À propos

Eric Mercier. Né le 3 novembre 1983. Vit et travaille à Paris, France.

De son enfance en région parisienne, Eric Mercier n’a aucune photo. Quand il cherche dans ses souvenirs, il ne se rappelle que d’un croquis de lion peint à la main en maternelle, qui trônait dans la chambre de sa mère. A huit ans, il peignait des aquarelles ; à dix-huit, il recouvrait ses tables de classe de dessins. Aujourd’hui, le jeune homme de 33 ans a troqué ses crayons contre un appareil photo et désire « marquer le temps qui passe, construire des « choses » qui resteront ». Pour se souvenir, plus tard.

Pendant ses études en IUT de Génie Mécanique et Productique, Eric passe son temps entre calculs et Photoshop, qu’il apprend à utiliser seul. Armé d’un petit appareil photo compact, il plante ses décors puis retouche ses photos, pour le plaisir. Puis le plaisir devient passion et pour vivre de sa passion, la photographie l’emporte sur les formules arithmétiques.
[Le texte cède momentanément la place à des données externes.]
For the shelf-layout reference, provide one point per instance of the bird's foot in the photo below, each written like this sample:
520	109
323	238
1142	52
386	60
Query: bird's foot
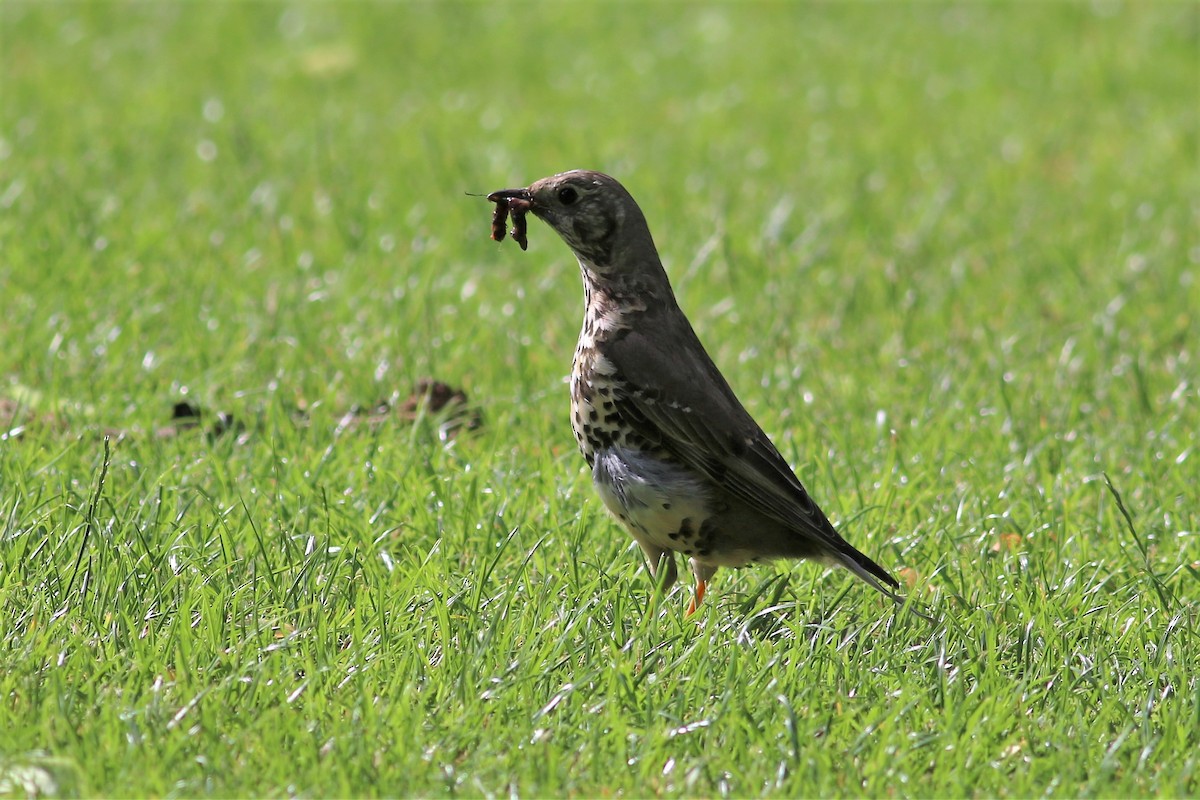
699	597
Eric s’inscrit à l’école supérieure de photographie EFET, à Paris, et travaille en alternance à l’agence de presse DPPI Média, spécialisée en sport. Ennuyé par ses seules missions d’iconographes, il rejoint un an plus tard le Labo Magenta, filiale de DPPI, qui s’occupe de traitement d’images. 

Au retour d’un voyage au Pérou, où il se perfectionne en photographie, le jeune homme décide de se mettre à son compte. « J’ai besoin de cette liberté, de développer ma créativité sans aucune barrière. » Il participe à une cinquantaine de projets de retouche photo, pour les clients d’un collègue et ami photographe, parmi lesquels Toyota Europe, Audi, Citroën et des magazines de mode.

Grâce à un client, Eric reçoit une commande de l’agence de presse événementiel Shortcut : couvrir une conférence au Louvre. Satisfaite, l’agence fait appel à lui depuis maintenant trois ans, pour des reportages lors de soirées et showroom, des portraits de personnalités internationales, des photographies destinées à la presse et à la publicité. Il réalise des clichés pour Audi, L’Oreal, Louis Vuitton, Longchamp, Lancel, Lancome, Abercrombie & Fitch...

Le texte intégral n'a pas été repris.